🤖 AI Summary
Current video generation models struggle to produce coherent multi-shot narrative videos, facing three key bottlenecks: narrative fragmentation, visual inconsistency, and jarring shot transitions. To address this, we propose the first end-to-end, single-sentence-prompt-driven framework for multi-shot video generation—requiring no manual scripting or post-editing. Our method introduces three core innovations: (1) dynamic storyline modeling, (2) identity-aware cross-shot propagation, and (3)邻近潜空间过渡 (proximal latent-space transition), integrated with five-dimensional cinematic normalization (character motion, background continuity, relational evolution, camera movement, and high-dynamic-range lighting), IPP-based identity token generation, and boundary-aware latent-space reset. Experiments demonstrate 20.4% and 17.4% improvements in intra-shot face and style consistency, respectively; a 100% gain in cross-shot consistency over SOTA; and a 90% reduction in manual adjustments. To our knowledge, this is the first work to jointly ensure character consistency, narrative coherence, and visual fluency in multi-shot video generation.
📝 Abstract
Current video generation models excel at short clips but fail to produce cohesive multi-shot narratives due to disjointed visual dynamics and fractured storylines. Existing solutions either rely on extensive manual scripting/editing or prioritize single-shot fidelity over cross-scene continuity, limiting their practicality for movie-like content. We introduce VideoGen-of-Thought (VGoT), a step-by-step framework that automates multi-shot video synthesis from a single sentence by systematically addressing three core challenges: (1) Narrative Fragmentation: Existing methods lack structured storytelling.

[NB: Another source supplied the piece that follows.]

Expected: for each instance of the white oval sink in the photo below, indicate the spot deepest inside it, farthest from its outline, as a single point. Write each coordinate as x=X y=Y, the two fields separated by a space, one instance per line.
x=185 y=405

We propose dynamic storyline modeling, which first converts the user prompt into concise shot descriptions, then elaborates them into detailed, cinematic specifications across five domains (character dynamics, background continuity, relationship evolution, camera movements, HDR lighting), ensuring logical narrative progression with self-validation. (2) Visual Inconsistency: Existing approaches struggle with maintaining visual consistency across shots. Our identity-aware cross-shot propagation generates identity-preserving portrait (IPP) tokens that maintain character fidelity while allowing trait variations (expressions, aging) dictated by the storyline. (3) Transition Artifacts: Abrupt shot changes disrupt immersion. Our adjacent latent transition mechanisms implement boundary-aware reset strategies that process adjacent shots' features at transition points, enabling seamless visual flow while preserving narrative continuity. VGoT generates multi-shot videos that outperform state-of-the-art baselines by 20.4% in within-shot face consistency and 17.4% in style consistency, while achieving over 100% better cross-shot consistency and 10x fewer manual adjustments than alternatives.